Subir les événements ou bâtir une entreprise capable de s’adapter aux variations de conjoncture ? BGE Transports a choisi la seconde solution. Ici, dans l’Aisne, hors de question de laisser le hasard dicter la ligne de conduite. Au contraire, l’entreprise a adopté, dès ses débuts, un contrôle de gestion très précis avec un plan transport tout aussi rigoureux afin d’avoir une vision sur le long terme. Même si parfois, une telle doctrine s’est traduite par des décisions difficiles et l’abandon de marchés déjà acquis : « Si un flux ne correspondait pas à la stratégie et au plan de développement fixés par l’entreprise, mieux valait ne pas continuer plutôt que de perdre de la rentabilité, résume Dany Gaspard, le gérant. Notre plan de transport est construit et non subi pour anticiper les besoins futurs. Commercialement, nous devons capter et travailler des flux qui ont un intérêt. » BGE Transports, c’est d’abord l’histoire d’une envie, celle de Dany Gaspard. Cet Axonais de 45 ans a repris les rênes de la société il y a treize ans. Auparavant, il occupait le poste de responsable d’exploitation et associé d’une entreprise. Une première expérience suivie pendant deux ans d’un passage de l’autre côté de la barrière en gérant les transports et la logistique d’une coopérative agricole. Avec toujours en tête le projet de créer son propre business. À la fin de l’été 2006, l’occasion se présente à la barre du tribunal de commerce de Laon : la société Danis, une vingtaine d’années d’existence, est au plus mal. Dany Gaspard saute le pas. S’il reprend la dizaine de salariés, le trentenaire, rejoint un an et demi plus tard par sa sœur Magalie Laroche, décide de repartir d’une page quasi blanche.

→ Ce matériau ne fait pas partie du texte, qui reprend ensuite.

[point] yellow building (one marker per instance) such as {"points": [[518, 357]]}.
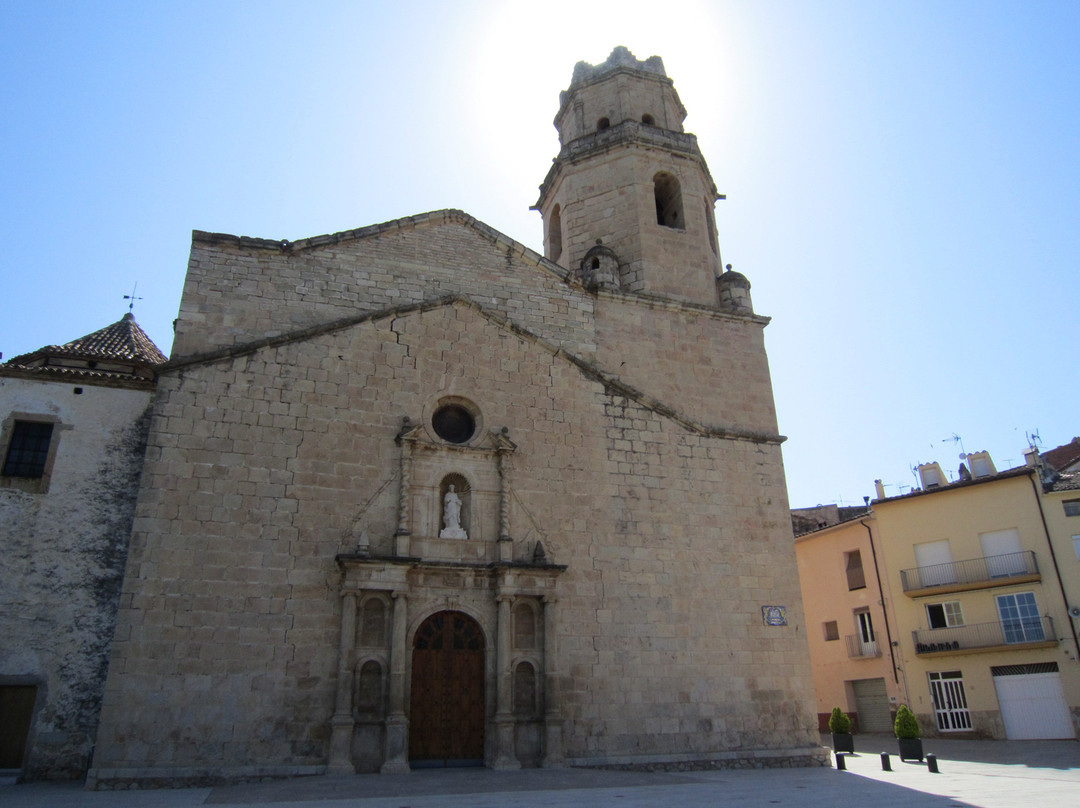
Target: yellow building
{"points": [[852, 644], [979, 601]]}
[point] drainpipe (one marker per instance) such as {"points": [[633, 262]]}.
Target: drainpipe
{"points": [[885, 611], [1053, 557]]}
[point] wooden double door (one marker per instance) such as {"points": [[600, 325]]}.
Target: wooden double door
{"points": [[446, 713]]}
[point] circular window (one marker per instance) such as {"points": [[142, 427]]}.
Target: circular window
{"points": [[454, 423]]}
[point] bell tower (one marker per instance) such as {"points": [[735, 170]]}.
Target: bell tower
{"points": [[628, 203]]}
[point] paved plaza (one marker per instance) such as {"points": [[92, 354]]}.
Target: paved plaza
{"points": [[981, 773]]}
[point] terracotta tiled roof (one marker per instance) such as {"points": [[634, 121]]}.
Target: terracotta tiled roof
{"points": [[1063, 457], [1067, 481], [122, 341], [117, 354]]}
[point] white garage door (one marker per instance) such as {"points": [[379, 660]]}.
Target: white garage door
{"points": [[1033, 703]]}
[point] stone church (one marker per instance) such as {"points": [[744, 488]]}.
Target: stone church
{"points": [[415, 495]]}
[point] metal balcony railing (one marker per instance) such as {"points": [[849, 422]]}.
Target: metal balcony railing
{"points": [[860, 649], [1021, 631], [989, 569]]}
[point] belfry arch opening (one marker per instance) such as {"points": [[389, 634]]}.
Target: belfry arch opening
{"points": [[669, 196], [555, 234]]}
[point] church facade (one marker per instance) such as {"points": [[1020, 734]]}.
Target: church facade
{"points": [[415, 495]]}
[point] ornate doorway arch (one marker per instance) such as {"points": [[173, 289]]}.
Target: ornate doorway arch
{"points": [[446, 704]]}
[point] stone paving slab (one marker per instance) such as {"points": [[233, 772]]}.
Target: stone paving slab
{"points": [[972, 773]]}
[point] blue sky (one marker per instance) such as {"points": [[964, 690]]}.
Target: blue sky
{"points": [[903, 178]]}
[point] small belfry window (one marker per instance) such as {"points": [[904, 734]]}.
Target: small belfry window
{"points": [[28, 449], [555, 234], [669, 197]]}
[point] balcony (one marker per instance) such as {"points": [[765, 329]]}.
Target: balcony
{"points": [[960, 576], [860, 649], [1035, 632]]}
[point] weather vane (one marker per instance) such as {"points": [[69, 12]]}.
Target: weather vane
{"points": [[131, 306]]}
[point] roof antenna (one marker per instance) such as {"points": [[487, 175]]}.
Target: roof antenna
{"points": [[131, 306]]}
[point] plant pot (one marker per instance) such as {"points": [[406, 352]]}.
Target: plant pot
{"points": [[844, 742], [910, 749]]}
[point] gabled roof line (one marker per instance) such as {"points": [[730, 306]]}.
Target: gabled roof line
{"points": [[515, 248], [407, 223], [960, 484], [591, 371]]}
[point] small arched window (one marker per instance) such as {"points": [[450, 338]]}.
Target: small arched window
{"points": [[669, 201], [367, 697], [555, 234], [525, 628], [525, 689], [373, 623], [711, 224]]}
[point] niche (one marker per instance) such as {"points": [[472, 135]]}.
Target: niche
{"points": [[455, 496]]}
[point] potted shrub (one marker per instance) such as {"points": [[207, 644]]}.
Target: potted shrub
{"points": [[839, 725], [908, 736]]}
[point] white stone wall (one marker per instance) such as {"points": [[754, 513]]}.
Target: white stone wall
{"points": [[63, 557]]}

Exit le nom de Danis remplacé par BGE Transports, mais surtout, l’entrepreneur change complètement de créneau. Alors que Danis réalisait 80 % de son chiffre d’affaires en transport postal, la nouvelle entité s’oriente directement vers les deux secteurs qui l’occupent encore aujourd’hui. D’une part, la grande distribution. Des véhicules dédiés livrent tous les magasins de deux enseignes dans les Hauts-de-France, l’ex-Champagne-Ardennes et la région parisienne, six jours sur sept, en double poste. D’autre part, le vrac solide, mais aussi un peu liquide, avec un parc très diversifié : benne céréalière, benne travaux publics, benne tapis pomme de terre, citerne horizontale ou pulvérulente… Cette large gamme est complétée depuis deux ans par des bennes Ampliroll permettant à l’entreprise de se développer dans un secteur du recyclage-environnement en plein essor.

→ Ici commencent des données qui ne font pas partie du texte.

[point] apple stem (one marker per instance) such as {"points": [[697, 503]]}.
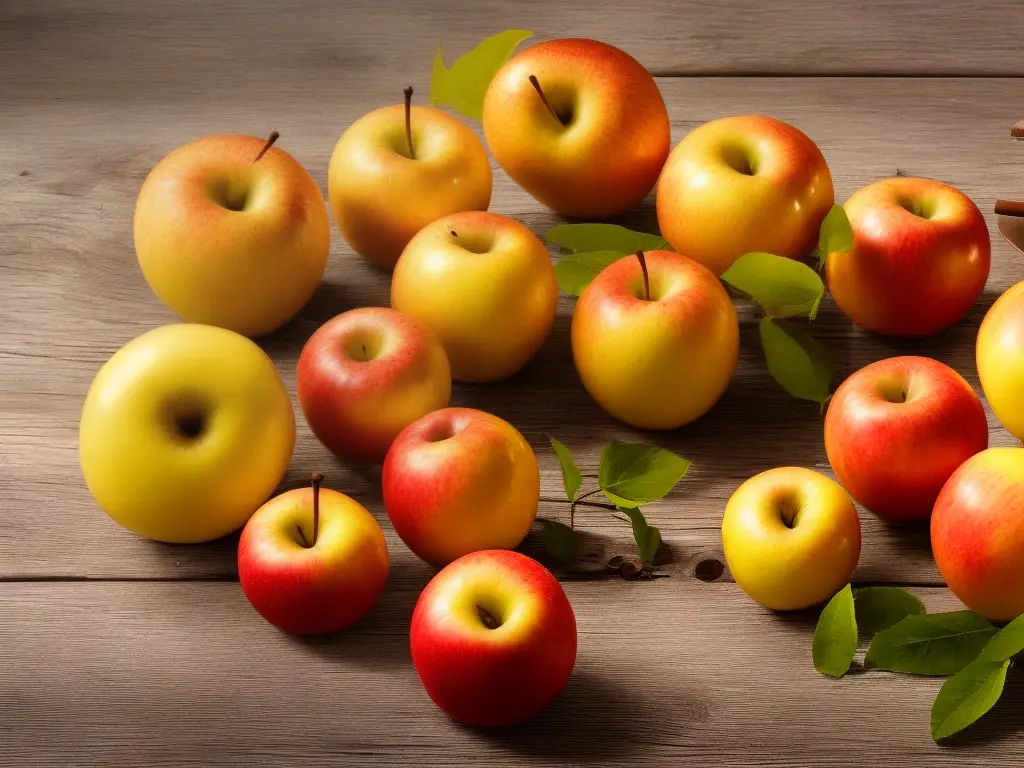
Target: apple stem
{"points": [[269, 142], [646, 278], [537, 86], [409, 121]]}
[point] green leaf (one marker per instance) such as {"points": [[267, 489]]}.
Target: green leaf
{"points": [[836, 635], [836, 235], [577, 270], [648, 538], [583, 238], [464, 84], [571, 477], [559, 540], [796, 359], [930, 644], [631, 474], [881, 607], [782, 287], [967, 695]]}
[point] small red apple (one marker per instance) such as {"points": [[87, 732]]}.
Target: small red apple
{"points": [[494, 638]]}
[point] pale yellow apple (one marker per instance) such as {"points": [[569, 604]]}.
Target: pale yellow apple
{"points": [[484, 284], [792, 538], [226, 240]]}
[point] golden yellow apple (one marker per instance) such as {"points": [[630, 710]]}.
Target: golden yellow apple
{"points": [[484, 284], [792, 538], [228, 235], [185, 431], [398, 168]]}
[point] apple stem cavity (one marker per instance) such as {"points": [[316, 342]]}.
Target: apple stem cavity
{"points": [[540, 91], [269, 142], [409, 121]]}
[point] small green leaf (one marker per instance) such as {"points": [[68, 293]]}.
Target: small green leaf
{"points": [[464, 84], [631, 474], [571, 477], [559, 540], [930, 644], [836, 635], [967, 695], [577, 270], [583, 238], [836, 235], [796, 359], [782, 287], [881, 607], [648, 538]]}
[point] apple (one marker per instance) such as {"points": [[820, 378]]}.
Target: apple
{"points": [[459, 480], [580, 125], [398, 168], [655, 340], [484, 284], [368, 374], [312, 560], [999, 355], [792, 538], [494, 638], [897, 429], [185, 431], [978, 532], [920, 260], [230, 231], [743, 183]]}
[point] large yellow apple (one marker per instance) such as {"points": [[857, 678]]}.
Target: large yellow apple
{"points": [[228, 235], [386, 184], [792, 538], [743, 183], [185, 431], [484, 284], [657, 361]]}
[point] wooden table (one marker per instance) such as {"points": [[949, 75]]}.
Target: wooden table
{"points": [[118, 651]]}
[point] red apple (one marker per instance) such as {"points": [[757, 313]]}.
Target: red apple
{"points": [[459, 480], [312, 560], [367, 375], [897, 429], [494, 638], [920, 258]]}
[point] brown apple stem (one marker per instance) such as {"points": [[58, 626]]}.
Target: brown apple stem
{"points": [[540, 91], [1010, 208], [269, 142], [409, 121], [646, 278]]}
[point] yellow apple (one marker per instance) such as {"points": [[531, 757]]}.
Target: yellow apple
{"points": [[395, 170], [792, 538], [482, 283], [185, 431], [228, 235]]}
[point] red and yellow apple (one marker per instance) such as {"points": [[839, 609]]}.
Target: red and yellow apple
{"points": [[228, 235], [920, 259], [999, 354], [897, 429], [312, 560], [743, 183], [580, 125], [484, 284], [185, 431], [386, 184], [459, 480], [657, 363], [978, 532], [368, 374], [494, 638], [792, 538]]}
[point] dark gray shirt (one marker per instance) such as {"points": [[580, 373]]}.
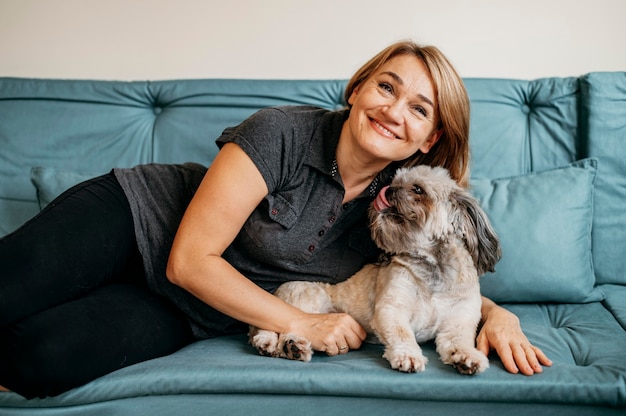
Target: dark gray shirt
{"points": [[300, 231]]}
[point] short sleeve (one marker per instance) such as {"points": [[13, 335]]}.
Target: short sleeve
{"points": [[267, 137]]}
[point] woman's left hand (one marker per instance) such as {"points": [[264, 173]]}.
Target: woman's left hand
{"points": [[501, 331]]}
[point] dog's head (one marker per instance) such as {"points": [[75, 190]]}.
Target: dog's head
{"points": [[423, 207]]}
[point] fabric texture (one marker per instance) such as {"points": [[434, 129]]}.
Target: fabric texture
{"points": [[294, 149], [546, 238], [51, 182]]}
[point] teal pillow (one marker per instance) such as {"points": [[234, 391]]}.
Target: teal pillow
{"points": [[544, 222], [51, 182]]}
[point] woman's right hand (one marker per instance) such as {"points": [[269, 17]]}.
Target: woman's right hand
{"points": [[332, 333]]}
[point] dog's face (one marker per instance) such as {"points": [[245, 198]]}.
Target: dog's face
{"points": [[422, 207]]}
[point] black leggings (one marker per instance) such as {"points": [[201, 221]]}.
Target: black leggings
{"points": [[73, 300]]}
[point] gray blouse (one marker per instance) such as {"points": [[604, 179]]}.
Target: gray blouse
{"points": [[300, 231]]}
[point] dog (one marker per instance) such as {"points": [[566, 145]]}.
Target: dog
{"points": [[437, 242]]}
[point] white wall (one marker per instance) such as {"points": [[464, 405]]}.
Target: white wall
{"points": [[172, 39]]}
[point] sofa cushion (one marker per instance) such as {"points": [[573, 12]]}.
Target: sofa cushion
{"points": [[51, 182], [544, 222], [603, 106]]}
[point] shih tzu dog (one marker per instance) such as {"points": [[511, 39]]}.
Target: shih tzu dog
{"points": [[437, 242]]}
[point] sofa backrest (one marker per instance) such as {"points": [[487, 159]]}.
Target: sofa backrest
{"points": [[517, 127]]}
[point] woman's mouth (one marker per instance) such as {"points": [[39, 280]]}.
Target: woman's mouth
{"points": [[383, 130]]}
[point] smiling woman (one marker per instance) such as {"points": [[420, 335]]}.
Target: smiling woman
{"points": [[448, 98], [184, 252]]}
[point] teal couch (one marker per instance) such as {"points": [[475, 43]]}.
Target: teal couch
{"points": [[548, 165]]}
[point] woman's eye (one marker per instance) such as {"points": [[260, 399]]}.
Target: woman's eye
{"points": [[421, 110], [385, 87]]}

Particularité de la structuration des activités de BGE Transports : 25 à 30 % du chiffre d’affaires découlent de marchés très spécifiques, précisent les deux associés : « Nous nous sommes spécialisés dans les marchés de niche, nécessitant des investissements lourds sur du matériel spécifique. Ils permettent de n’avoir qu’une concurrence limitée. Les moutons à cinq pattes nous intéressent toujours ! » Ainsi, après avoir démarré avec une vingtaine de prospects il y a treize ans, la société compte plus de 300 clients, essentiellement au nord de la Seine et dans le Benelux.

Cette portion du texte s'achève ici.